宫瑞泽,赵 卉,曲 迪,王燕华,2,张 磊,刘 畅,刘政波,孙印石,*
(1.中国农业科学院特产研究所,吉林 长春 130112;2.吉林农业大学中药材学院,吉林 长春 130118)
鹿茸(Cornu Cervi Pantotrichum)是鹿科动物梅花鹿(Cervus nippon Temminck)或马鹿(C. elaphus Linnaeus)雄鹿未骨化密生茸毛的幼角,具有壮肾阳、益精血、强筋骨、调冲任、托疮毒的作用[1]。
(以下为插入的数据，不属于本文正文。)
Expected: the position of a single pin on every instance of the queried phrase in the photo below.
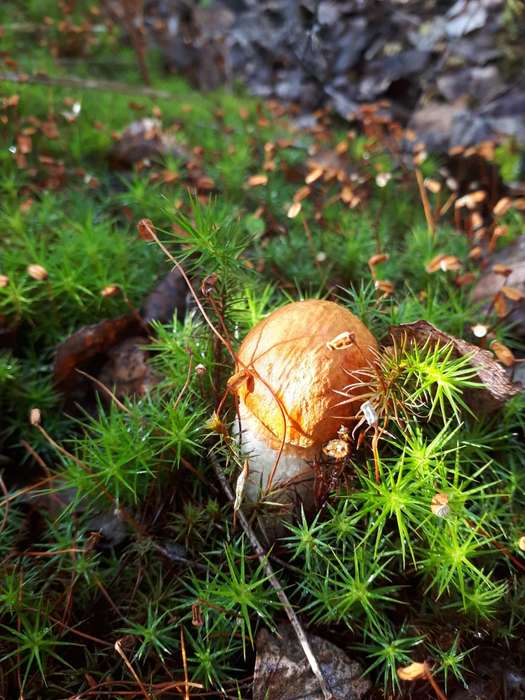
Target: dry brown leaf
(413, 671)
(467, 278)
(302, 193)
(146, 230)
(500, 305)
(205, 183)
(384, 286)
(378, 259)
(110, 290)
(501, 269)
(24, 144)
(439, 505)
(502, 206)
(313, 175)
(347, 194)
(495, 386)
(432, 185)
(512, 293)
(502, 352)
(37, 272)
(479, 330)
(444, 263)
(35, 416)
(257, 180)
(294, 210)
商品鹿茸常见的产地加工方法有煮炸、冻干、排血和带血;按切制部位分成蜡片、粉片、纱片和骨片[2];炮制品有鹿茸粉和鹿茸片[1]。本课题组前期对不同产地加工方法、不同部位及不同炮制品鹿茸中的粗蛋白、氨基酸、脂肪酸、多糖、硫酸软骨素、矿质元素、核苷、生物胺等[3-9]成分进行了比对分析,结果表明不同加工方法、部位及炮制方法对鹿茸上述化学成分均有较大影响。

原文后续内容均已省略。